Halte

CERPEN ALEX ROBERT NAINGGOLAN

(Senin)

IA menunggu. Seperti mencoba menerjemahkan sesuatu, pada waktu yang membeku. Masih saja sama. Barangkali, perempuan itu tak akan datang, tak akan menemuinya lagi.

Toh, ia tak perlu merasa kecewa lagi. Sudah terlalu lama peristiwa itu berlalu, menghempaskannya pada sebuah pusara yang teramat panjang. Bangku-bangku halte menunggu. Ia menghitung segala keluh, impian yang gugur. Siang yang teramat panas.

Baginya, kenangan itu seketika redup begitu saja. Ia masih saja ngungun sendiri. Menelantarkan segala sepi yang tiba-tiba menguap. Siang yang perih! Orang-orang berkerumun, memutar waktu, segala masa lalu yang lenyap tiba-tiba.

Penantian, mungkin suatu keadaan yang paling membosankan, setidaknya bagi dirinya. Dengan seketika pelepah waktu itu menyerpih, mengoyak pedih. Sudah teramat lama.

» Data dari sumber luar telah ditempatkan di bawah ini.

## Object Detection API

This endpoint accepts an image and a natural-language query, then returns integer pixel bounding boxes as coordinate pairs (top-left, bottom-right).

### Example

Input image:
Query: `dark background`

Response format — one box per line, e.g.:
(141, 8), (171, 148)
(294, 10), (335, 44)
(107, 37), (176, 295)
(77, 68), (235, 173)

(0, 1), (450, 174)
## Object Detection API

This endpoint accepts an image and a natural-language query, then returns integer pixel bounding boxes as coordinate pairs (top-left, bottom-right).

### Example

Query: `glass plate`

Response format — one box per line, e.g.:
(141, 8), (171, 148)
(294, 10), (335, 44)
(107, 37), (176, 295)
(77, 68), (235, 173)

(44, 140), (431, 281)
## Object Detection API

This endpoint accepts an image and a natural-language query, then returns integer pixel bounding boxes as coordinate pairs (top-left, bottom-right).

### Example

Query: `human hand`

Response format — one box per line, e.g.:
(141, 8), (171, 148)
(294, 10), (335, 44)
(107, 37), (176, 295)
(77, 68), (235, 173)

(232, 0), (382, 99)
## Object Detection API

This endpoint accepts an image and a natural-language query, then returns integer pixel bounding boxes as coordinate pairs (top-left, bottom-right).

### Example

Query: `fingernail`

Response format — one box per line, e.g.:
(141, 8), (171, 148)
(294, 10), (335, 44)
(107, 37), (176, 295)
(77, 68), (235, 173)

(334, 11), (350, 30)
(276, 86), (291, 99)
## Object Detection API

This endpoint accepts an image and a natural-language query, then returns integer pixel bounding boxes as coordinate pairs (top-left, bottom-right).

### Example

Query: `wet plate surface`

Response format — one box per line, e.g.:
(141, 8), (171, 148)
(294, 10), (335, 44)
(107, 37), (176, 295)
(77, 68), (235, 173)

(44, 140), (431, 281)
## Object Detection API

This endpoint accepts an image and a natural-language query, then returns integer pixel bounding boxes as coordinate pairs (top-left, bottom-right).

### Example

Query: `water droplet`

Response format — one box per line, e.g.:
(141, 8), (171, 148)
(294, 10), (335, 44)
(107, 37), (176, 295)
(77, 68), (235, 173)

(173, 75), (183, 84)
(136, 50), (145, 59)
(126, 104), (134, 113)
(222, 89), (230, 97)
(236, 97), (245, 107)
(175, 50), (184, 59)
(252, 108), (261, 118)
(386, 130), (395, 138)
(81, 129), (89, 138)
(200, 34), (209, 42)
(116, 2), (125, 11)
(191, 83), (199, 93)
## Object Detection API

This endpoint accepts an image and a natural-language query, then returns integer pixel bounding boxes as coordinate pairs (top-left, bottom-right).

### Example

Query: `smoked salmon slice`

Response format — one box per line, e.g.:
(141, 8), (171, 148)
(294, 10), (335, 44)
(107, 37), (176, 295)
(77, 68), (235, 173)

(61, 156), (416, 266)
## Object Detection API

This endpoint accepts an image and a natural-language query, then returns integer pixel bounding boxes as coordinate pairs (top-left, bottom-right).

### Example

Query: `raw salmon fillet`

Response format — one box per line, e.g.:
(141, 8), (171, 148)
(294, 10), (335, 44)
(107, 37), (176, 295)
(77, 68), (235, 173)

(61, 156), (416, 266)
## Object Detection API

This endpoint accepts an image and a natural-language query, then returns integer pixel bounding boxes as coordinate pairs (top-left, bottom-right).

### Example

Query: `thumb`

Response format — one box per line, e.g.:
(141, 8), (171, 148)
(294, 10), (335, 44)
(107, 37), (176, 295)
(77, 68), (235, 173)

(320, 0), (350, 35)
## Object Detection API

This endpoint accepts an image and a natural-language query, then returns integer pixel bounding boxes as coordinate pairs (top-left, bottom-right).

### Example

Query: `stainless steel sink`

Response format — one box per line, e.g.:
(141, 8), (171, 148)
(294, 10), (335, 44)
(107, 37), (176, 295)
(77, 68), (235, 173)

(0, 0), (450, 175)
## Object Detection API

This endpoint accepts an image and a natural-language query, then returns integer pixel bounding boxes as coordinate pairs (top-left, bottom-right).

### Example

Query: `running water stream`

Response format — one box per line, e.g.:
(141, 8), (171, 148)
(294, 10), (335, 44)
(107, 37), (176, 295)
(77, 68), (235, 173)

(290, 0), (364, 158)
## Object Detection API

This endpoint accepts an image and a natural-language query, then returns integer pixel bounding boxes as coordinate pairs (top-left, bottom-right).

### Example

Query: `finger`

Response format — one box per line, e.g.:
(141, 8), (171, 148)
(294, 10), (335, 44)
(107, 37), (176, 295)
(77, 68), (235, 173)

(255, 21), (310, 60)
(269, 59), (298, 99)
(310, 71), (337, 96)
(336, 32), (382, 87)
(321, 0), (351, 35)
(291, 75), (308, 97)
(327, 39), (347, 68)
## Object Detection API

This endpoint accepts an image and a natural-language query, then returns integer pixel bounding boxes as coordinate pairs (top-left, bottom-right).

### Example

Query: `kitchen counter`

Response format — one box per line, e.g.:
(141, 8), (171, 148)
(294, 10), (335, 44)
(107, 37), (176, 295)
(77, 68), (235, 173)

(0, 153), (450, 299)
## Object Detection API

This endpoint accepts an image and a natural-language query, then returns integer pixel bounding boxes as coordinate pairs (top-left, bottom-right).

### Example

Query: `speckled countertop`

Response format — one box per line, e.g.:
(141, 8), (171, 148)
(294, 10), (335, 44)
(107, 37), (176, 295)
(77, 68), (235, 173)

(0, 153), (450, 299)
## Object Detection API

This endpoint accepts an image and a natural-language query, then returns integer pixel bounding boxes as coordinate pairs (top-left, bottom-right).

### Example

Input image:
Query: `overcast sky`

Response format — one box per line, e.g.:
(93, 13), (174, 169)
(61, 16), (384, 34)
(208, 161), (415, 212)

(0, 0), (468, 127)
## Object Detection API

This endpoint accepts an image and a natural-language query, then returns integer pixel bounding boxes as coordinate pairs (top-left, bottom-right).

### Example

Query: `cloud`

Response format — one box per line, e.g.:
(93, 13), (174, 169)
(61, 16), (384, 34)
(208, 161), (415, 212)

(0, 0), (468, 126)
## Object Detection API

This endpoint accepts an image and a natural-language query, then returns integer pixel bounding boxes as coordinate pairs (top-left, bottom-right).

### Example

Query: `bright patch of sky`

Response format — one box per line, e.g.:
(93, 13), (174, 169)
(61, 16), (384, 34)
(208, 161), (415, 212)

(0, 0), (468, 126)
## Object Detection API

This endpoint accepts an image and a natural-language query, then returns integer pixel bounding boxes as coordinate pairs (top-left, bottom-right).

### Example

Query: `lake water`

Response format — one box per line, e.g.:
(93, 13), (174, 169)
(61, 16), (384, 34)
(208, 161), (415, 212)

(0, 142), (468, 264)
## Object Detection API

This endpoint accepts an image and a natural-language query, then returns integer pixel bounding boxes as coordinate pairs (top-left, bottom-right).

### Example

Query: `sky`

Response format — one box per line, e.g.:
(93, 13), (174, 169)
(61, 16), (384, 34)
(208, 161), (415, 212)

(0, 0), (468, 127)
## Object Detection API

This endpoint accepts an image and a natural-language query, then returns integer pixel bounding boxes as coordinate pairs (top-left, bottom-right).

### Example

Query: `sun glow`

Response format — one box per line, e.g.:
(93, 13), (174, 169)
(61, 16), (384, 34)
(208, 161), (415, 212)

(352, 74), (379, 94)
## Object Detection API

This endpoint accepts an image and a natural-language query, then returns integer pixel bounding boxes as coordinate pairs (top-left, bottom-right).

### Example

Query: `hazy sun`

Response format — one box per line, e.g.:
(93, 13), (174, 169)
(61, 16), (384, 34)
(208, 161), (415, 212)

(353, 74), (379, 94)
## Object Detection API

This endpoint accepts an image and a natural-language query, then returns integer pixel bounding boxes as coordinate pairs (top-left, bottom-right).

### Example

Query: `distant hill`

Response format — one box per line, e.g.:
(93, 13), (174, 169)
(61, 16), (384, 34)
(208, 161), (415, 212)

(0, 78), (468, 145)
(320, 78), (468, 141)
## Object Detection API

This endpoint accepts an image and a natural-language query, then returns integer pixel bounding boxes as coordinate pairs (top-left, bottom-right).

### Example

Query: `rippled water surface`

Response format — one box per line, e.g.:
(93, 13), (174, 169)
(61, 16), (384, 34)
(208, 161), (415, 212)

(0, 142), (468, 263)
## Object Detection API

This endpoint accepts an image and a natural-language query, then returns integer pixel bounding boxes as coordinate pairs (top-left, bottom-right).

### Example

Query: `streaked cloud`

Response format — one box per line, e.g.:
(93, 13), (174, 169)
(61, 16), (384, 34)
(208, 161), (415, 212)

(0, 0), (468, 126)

Di mana waktu? Apa batas waktu? Adakah selalu menguncinya perlahan, di sebuah ruang, semisal halte yang riuh ini.

Kendaraan datang dan pergi. Seperti juga orang-orang. Ia sudah paham, sudah sejak lama. Betapa ia telah merasa percuma dan sia-sia. Menunggu memang pekerjaan yang paling membosankan. Ia tak perlu lagi merasa bertanya: sudah berapa jam di sini? Satu jam? Dua jam? Atau berapa lama?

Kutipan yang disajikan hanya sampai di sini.